Even if you want to make comments on some of the above, surely this list should pose a problem for any thoughtful person. It should make you stop and think, and consider whether, in fact, we do have a huge problem with the way women are so widely regarded even in so-called “progressive” societies. One of the things that is so disturbing is to find such a high proportion of contexts in which the United States plays a lead role in dehumanising women. It may be comforting to unbelievers that many of the problems are related to religion, but it should be concerning to them that the unbelieving community seems to have done so little to defuse these issues so far as the disbelieving community goes. We spend a lot of time discussing liberty, and human rights, among which of course are the rights of women – because religion does not have a stellar record where it comes to giving women an appropriate place in society, and so it is a good stick to beat religion with — but then, it seems, we fall down badly, not only in defending women, but by marginalising women because they believe that nonbelieving communities should be safer for them than they seem to be.

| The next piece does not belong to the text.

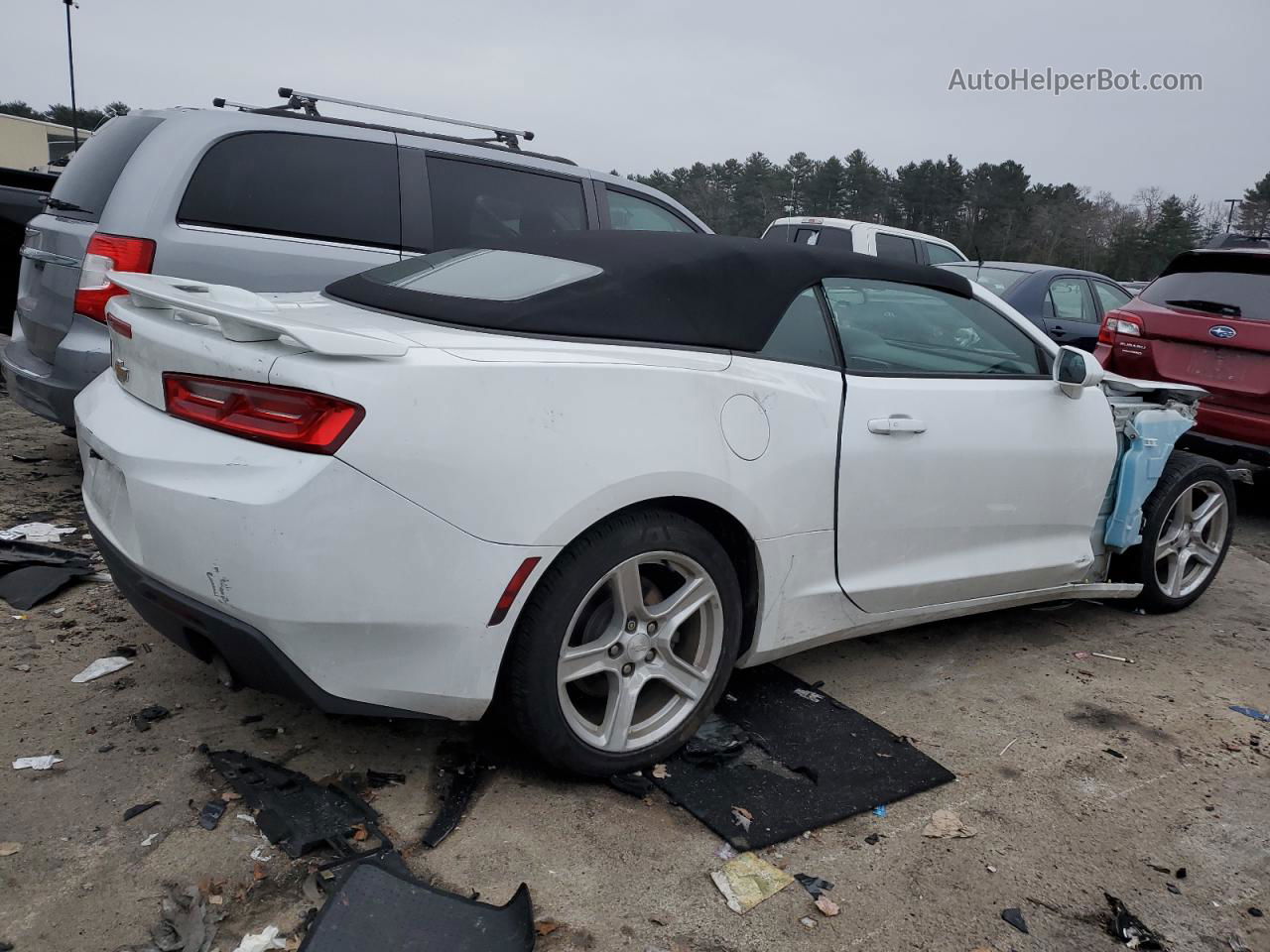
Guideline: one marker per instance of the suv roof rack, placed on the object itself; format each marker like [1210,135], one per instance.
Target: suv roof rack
[309,103]
[304,105]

One of the things that I have to say is that, after having spent a lifetime in the church, by and large churches are places where women seem to be safer than in the society at large, even where they are not allowed to play an equal role. That doesn’t mean that there are no problems. Of course there are. This seems endemic to the human community. But if atheists want to propose unbelief as a working alternative to religious belief and religious community, then they are going to have to do something to show that when they say that we can be good without god, they actually mean it, that this isn’t just another mantra that is spoken just because the contrary is so often claimed.